BEIJING • China economy watchers were left scratching their heads yesterday on the state of the nation's manufacturing in July.
An official factory gauge and a private manufacturing measure headed in different directions, with the government's reading slipping and Caixin Media and Markit Economics's figure released 45 minutes later jumping to the highest since February last year.
At last some investors focused on the stronger of the two, with the Hang Seng China Enterprises Index rallying. The Shanghai Composite slid amid continuing concern over potential curbs on wealth management projects.
The official manufacturing purchasing managers index was 49.9 last month, compared with June's reading of 50. Non-manufacturing PMI was at 53.9 compared with 53.7 in June. Numbers below 50 indicate conditions are deteriorating.
By contrast, manufacturing PMI from Caixin Media and Markit Economics jumped to 50.6 in July, from 48.6 in June, sparking hopes that some of the government's stimulus was starting to trickle down to smaller private firms.
The Caixin report tends to give more weight to light industry, whereas the official survey is skewed more towards heavy industries, said the CEBM Group's director of macroeconomic analysis Zhengsheng Zhong.
Both gauges at least suggest little significant deterioration in China's important manufacturing sector in July.
"The market is generally more inclined to take on the Caixin PMI reading," said Mr Zhou Hao, an economist at Commerzbank AG in Singapore. "We need to get in the middle of the two to get the whole picture. The emerging economies are generally on the rally, maybe we should believe that there is improvement and follow the money."
Heavy flooding, particularly along the Yangtze River, contributed to July's manufacturing contraction along with slowing demand and the cutting of overcapacity in some industries, the statistics bureau said.
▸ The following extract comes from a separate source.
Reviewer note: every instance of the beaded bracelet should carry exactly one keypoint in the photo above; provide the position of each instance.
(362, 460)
Falling activity at smaller firms also was a key reason for July's poor figure, the bureau said, but performance at larger companies improved in a sign that the government is becoming more reliant on big state firms to generate growth.
"Today's data do not bode well for GDP growth in the second half," ANZ economists Louis Lam and David Qu wrote in a note.
Fiscal policy would be the key tool for boosting growth in coming months, while the central bank was expected to keep its policy settings accommodative, they added.